## Introduction
Semantic textual similarity deals with determining how similar a pair of text documents are. The goal of the first task is to implement a new architecture by combining the ideas from papers
- Siamese Recurrent Architectures for Learning Sentence Similarity, Jonas Mueller et. al (will be referred as the AAAI paper)
- A Structured Self-Attentive Sentence Embedding, Zhouhan Lin et. al (will be referred as the ICLR paper) <br/><br/>
Furthermore, you'd be evaluating whether the new architecture improves the results of **Siamese Recurrent Architectures for Learning Sentence Similarity, Jonas Mueller et. al**. Your overall network architecture should look similar to the following figure. 
![Untitled%20Diagram.drawio%20%281%29.png](https://raw.githubusercontent.com/shahrukhx01/ocr-test/main/download.png)
<br/><br/>


Moreover, you'd be required to implement further helper functions that these papers propose i.e., attention penalty term for loss, etc.

### SICK dataset
We will use SICK dataset throughout the project (at least in the first two tasks). To get more information about the dataset you can refer to the original [paper](http://www.lrec-conf.org/proceedings/lrec2014/pdf/363_Paper.pdf) on the dataset. You can download the dataset using one of the following links:
- [dataset page 1](https://marcobaroni.org/composes/sick.html)
- [dataset page 2](https://huggingface.co/datasets/sick)    

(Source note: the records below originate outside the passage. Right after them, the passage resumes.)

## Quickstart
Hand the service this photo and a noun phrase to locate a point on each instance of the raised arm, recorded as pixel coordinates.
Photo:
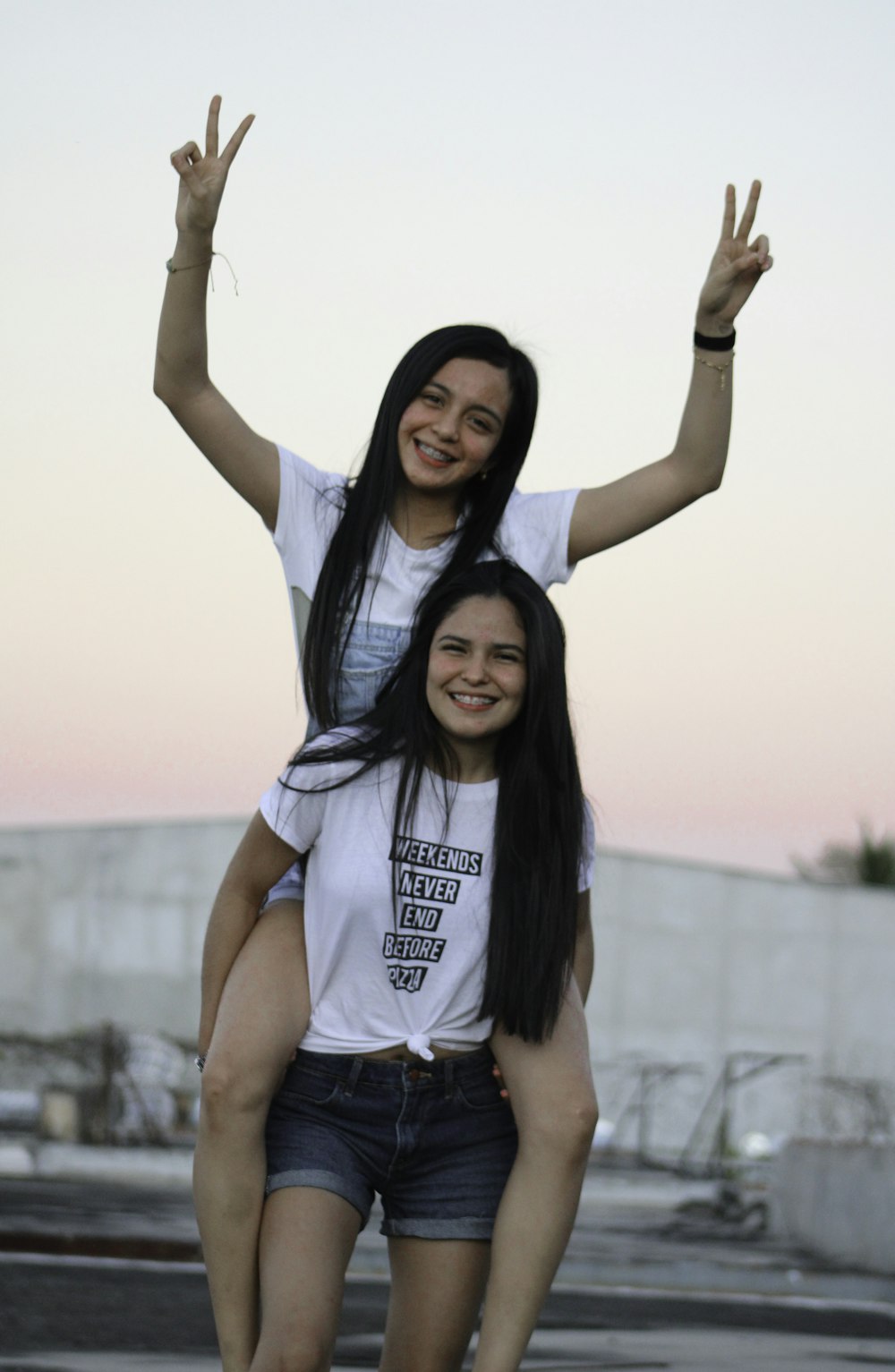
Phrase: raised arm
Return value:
(609, 515)
(243, 458)
(257, 865)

The relevant columns for the project are `sentence_A`, `sentence_B`, `relatedness_score`, where `relatedness_score` is the label. <br><br>
**Hint: For each task make sure to decide whether the label should be normalized or not.**<br><br>

In [None]:
%load_ext autoreload
%autoreload 2

In [None]:
import torch
import test
import sts_data
from importlib import reload

## Part 1. Data pipeline (3 points)
Before starting working on the model, we must configure the data pipeline to load the data in the correct format. Please, implement the functions for processing the data.

### Part 1.1 Loading and preprocessing the data (1 point)
Download the SICK dataset and store it in [pandas](https://pandas.pydata.org/docs/index.html) `Dataframe`'s. You should use the official data split.  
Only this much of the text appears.